Second Lieutenant Edward Darby (born 7 March 1888, date of death unknown) was a World War I flying ace credited with six aerial victories. From 1910 to 1915, Darby worked as a civilian mechanic in Liverpool.

==Military career==
Before his airborne experience, Darby served as a gunlayer in the 5 Wing of the Royal Naval Air Service, part of which became the No. 5 Squadron RNAS on April 26, 1916.
On 5 August 1917 Darby was serving as an Air Mechanic 1st Class in No. 5 Squadron RNAS when he and pilot Robert Jope-Slade, in a DH.4, drove out of control an Albatros D.III over Snellegem, earning Darby's first aerial victory. Darby was subsequently awarded the Distinguished Service Medal on 14 September, and on 19 November was appointed a probationary observer officer.
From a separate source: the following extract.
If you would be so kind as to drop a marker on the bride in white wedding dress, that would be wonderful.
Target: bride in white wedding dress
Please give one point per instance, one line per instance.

On 17 April 1918 Darby was commissioned in the newly formed Royal Air Force as a second lieutenant (observer officer). He was assigned to No. 202 Squadron RAF, formerly No. 2 Squadron RNAS, on May 9, 1917, also flying the DH.4. With pilot Lieutenant A. L. Godfrey, Darby gained his second aerial victory on 4 June, destroying a Pfalz D.III off Zeebrugge. His third came on 27 June, with Lieutenant Laurence Pearson, driving down another D.III over Ostend. On 16 July he and Captain A. V. Bowater accounted for another D.III, driven down south of Ostend. His fifth and sixth victories came on 16 September, again with Lt. Pearson, driving down a Pfalz D.XII over Lissewege, and shooting a Fokker D.VII down in flames over Dudzele.

One September 28, 1917, Darby and his pilot, C. R. Moore, became lost in a storm over Nieuport, and were forced to land behind German lines, both being taken prisoners of war. Darby was repatriated in December of 1918.

Darby finally left the RAF, being transferred to the unemployed list on 20 February 1919. A civil registry from 1939 lists his residence as being in Stretford and his occupation as a stone inspector.